As the symphony achieved national stature, Swalin received recognition for making it what it had become. He won the Morrison Award for Achievement in the Performing Arts, the Doctor of Fine Arts degree from the University of North Carolina, the North Carolina Award for Achievement in the Fine Arts, and a citation and life membership from the National Federation of Music Clubs.
Gov. Terry Sanford, former Duke University president and U.S. senator, was one of Swalin’s most ardent admirers and defenders. Though he recognized that Swalin could be difficult to deal with, he also knew that that very cussedness was what had brought the symphony into existence when few others believed in it. He loved the democratic spirit that Swalin’s symphony represented.
“Determined that the job of good music should be brought not just to black-tie audiences in acoustically attuned concert halls but to all the people,” Sanford wrote in the foreword to “Hard-Circus Road,” “the orchestra traveled by bus and played in factories, school houses and churches across the hundreds of miles. This is truly a human story of two people. But for Ben Swalin, the North Carolina Symphony would not be. But for Maxine, Ben would not have prevailed. Bravo!”

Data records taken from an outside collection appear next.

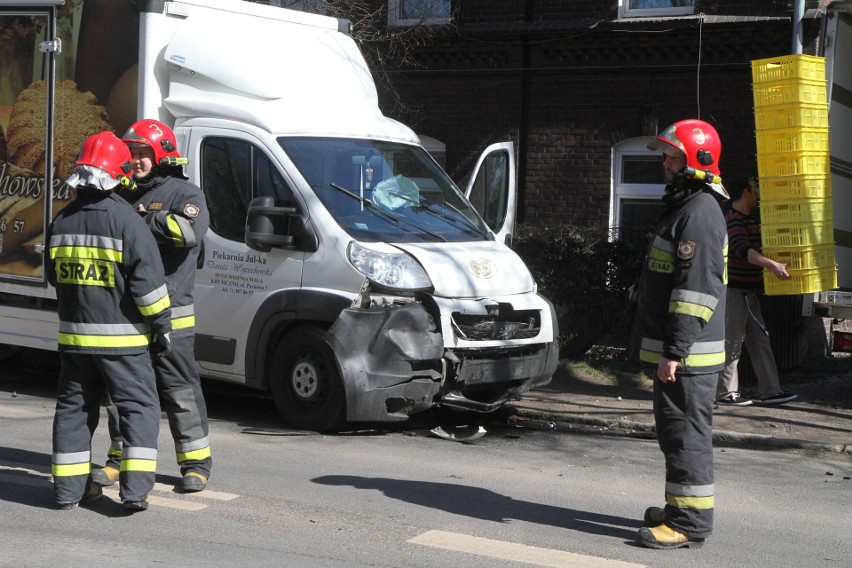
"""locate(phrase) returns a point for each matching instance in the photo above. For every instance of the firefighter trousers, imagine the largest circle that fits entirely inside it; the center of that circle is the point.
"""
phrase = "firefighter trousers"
(683, 413)
(179, 387)
(130, 382)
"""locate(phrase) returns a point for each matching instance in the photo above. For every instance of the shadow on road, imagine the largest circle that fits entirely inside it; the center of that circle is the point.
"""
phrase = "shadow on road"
(488, 505)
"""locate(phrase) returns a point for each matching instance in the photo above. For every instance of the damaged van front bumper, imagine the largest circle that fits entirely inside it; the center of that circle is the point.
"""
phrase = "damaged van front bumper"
(396, 361)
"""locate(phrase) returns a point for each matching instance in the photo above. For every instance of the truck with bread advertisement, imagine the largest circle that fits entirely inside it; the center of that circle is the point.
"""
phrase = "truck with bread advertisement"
(344, 273)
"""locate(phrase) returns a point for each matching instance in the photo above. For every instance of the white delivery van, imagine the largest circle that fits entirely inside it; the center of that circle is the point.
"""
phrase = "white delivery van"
(343, 271)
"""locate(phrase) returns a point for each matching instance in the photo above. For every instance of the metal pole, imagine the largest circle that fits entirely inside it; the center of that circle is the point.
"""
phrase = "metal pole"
(798, 16)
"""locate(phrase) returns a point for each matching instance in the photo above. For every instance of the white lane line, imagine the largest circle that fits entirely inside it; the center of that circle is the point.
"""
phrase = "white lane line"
(515, 552)
(32, 479)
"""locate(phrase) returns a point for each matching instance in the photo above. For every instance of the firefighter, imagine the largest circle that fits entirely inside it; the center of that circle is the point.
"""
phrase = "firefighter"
(176, 213)
(113, 309)
(680, 325)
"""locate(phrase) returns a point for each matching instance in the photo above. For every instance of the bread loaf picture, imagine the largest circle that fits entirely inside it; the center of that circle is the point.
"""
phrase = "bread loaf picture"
(78, 115)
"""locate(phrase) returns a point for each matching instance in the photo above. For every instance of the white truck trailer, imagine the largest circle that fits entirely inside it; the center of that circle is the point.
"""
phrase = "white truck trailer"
(836, 45)
(344, 272)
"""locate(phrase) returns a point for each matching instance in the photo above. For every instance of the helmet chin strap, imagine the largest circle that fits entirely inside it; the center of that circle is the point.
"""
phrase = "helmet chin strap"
(700, 175)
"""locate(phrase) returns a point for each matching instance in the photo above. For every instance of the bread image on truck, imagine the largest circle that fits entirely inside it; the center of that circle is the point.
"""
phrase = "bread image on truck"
(344, 272)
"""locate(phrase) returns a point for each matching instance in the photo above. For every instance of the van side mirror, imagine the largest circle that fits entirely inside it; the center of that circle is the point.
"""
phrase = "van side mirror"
(269, 225)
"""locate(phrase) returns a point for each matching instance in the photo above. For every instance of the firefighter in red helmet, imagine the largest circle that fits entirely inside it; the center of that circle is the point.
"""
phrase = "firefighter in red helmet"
(176, 214)
(680, 329)
(114, 314)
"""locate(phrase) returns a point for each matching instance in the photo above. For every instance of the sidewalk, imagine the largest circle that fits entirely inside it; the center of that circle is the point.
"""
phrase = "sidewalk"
(820, 419)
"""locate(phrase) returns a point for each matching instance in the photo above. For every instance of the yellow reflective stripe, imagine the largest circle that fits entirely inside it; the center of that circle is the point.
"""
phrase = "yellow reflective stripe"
(696, 360)
(184, 322)
(705, 359)
(72, 251)
(146, 466)
(690, 309)
(155, 308)
(201, 454)
(174, 230)
(683, 502)
(111, 341)
(70, 470)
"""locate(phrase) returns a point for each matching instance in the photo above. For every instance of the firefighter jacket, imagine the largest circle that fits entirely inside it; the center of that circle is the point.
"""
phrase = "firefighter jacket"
(682, 289)
(176, 213)
(109, 282)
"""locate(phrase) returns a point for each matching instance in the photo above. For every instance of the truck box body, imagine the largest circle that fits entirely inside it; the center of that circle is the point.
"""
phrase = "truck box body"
(343, 271)
(836, 43)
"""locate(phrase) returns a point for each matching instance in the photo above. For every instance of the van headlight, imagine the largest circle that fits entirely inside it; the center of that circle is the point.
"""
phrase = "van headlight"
(396, 271)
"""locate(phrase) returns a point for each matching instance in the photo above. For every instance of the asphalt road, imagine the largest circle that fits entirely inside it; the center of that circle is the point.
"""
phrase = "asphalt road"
(405, 498)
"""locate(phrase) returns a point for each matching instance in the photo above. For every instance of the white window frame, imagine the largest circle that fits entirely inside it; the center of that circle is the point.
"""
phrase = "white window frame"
(625, 11)
(394, 19)
(620, 191)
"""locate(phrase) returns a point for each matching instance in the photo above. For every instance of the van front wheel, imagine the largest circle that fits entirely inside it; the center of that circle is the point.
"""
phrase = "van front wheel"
(305, 383)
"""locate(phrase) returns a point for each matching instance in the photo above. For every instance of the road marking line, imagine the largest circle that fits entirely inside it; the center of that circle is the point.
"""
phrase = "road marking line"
(515, 552)
(39, 481)
(206, 494)
(161, 501)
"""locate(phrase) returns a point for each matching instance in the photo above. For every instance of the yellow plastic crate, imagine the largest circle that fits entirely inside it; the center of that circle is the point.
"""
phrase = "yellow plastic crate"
(792, 163)
(807, 67)
(791, 115)
(785, 236)
(803, 258)
(794, 211)
(801, 281)
(789, 91)
(795, 187)
(792, 140)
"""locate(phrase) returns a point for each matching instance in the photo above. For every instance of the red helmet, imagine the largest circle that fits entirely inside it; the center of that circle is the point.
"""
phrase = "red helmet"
(105, 151)
(694, 140)
(157, 136)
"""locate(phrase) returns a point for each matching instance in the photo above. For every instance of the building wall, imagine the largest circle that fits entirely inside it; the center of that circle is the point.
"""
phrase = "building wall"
(565, 80)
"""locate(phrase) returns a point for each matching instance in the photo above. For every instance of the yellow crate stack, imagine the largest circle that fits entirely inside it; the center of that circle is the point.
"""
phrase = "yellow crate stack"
(791, 120)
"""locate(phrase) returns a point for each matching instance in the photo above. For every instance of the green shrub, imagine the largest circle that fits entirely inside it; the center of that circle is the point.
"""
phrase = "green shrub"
(585, 272)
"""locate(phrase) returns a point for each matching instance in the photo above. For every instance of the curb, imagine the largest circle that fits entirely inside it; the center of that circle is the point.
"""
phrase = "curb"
(586, 424)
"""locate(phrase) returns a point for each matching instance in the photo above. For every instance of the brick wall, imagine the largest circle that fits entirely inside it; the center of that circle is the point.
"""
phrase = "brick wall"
(567, 90)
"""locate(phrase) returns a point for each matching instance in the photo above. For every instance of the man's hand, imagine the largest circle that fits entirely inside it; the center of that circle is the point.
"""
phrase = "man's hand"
(161, 345)
(666, 370)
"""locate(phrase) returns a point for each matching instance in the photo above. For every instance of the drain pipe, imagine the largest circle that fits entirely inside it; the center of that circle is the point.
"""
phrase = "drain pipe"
(798, 16)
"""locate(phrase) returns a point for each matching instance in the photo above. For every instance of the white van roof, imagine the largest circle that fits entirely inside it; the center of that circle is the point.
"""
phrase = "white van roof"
(280, 70)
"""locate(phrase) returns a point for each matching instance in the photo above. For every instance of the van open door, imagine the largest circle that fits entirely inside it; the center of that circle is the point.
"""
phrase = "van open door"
(493, 189)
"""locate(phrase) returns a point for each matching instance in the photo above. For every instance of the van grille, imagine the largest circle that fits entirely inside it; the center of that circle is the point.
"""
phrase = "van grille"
(508, 324)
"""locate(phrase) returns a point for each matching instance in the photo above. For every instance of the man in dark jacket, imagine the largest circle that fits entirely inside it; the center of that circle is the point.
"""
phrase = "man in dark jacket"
(681, 328)
(176, 214)
(113, 308)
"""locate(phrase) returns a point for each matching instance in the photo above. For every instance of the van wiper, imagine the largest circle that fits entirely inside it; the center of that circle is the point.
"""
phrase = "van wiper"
(384, 212)
(462, 221)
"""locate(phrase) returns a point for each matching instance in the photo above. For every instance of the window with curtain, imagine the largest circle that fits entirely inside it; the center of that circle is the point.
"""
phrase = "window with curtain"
(414, 12)
(638, 8)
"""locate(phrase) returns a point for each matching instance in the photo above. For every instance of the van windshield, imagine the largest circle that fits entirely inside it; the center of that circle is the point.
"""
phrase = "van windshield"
(385, 191)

The symphony, homeless for years, eventually came more and more to make its home in Raleigh. A major turning point came in 1966, when the orchestra received a grant of $1 million from the Ford Foundation. This helped relieve some of the financial strictures, but other tensions grew, both externally and internally. Swalin, though still a beloved public figure, found himself sometimes at odds with his younger players and longed for a slower pace. He retired in 1972 and suffered a fatal stroke in 1989. His body was returned to his native Minneapolis, where he was buried in Lakeside Cemetery.
His beloved Maxine, born in 1903, lived into the 21st century, still going strong and still championing artistic and musical causes, but still regretting that she and her husband had had no children. “Ben would have been a radiant father,” she wrote, “eager to guide, to teach, probably expecting too much too fast.”
‘Planted the Seeds’
When aging members recalled the North Carolina Symphony’s first three decades, they shared fond stories of being snowed in in the Appalachians, stranded by a storm on Ocracoke Island, getting lost, enduring fleabag hotels and endless cocktail receptions, getting interrupted in the middle of a piece by barking dogs, losing instruments, and getting locked in dressing rooms or out of hotel rooms. And in the middle of it all, they remember dapper Ben Swalin, usually gracious, sometimes imperiously demanding, always committed to bringing quality music to the –people and getting them to like it in spite of themselves.
“Through the years,” he wrote, “our programs were based upon what we regarded as good music. It was the kind of music we hoped our listeners would experience, for we believed that the symphony must lead the way … chart the direction of the public taste.”
In the matter of elevating the public taste of North Carolinians, Swalin probably did as much as anyone in the 20th century. “Rarely will you find a man with so vast a knowledge of music and a passion for making it heard,” the Charlotte Observer wrote at the time of his retirement. “He nursed the North Carolina Symphony to health and gave it vigorous direction. He planted the seeds for enjoying music among the state’s youngest audiences. He has served us well.”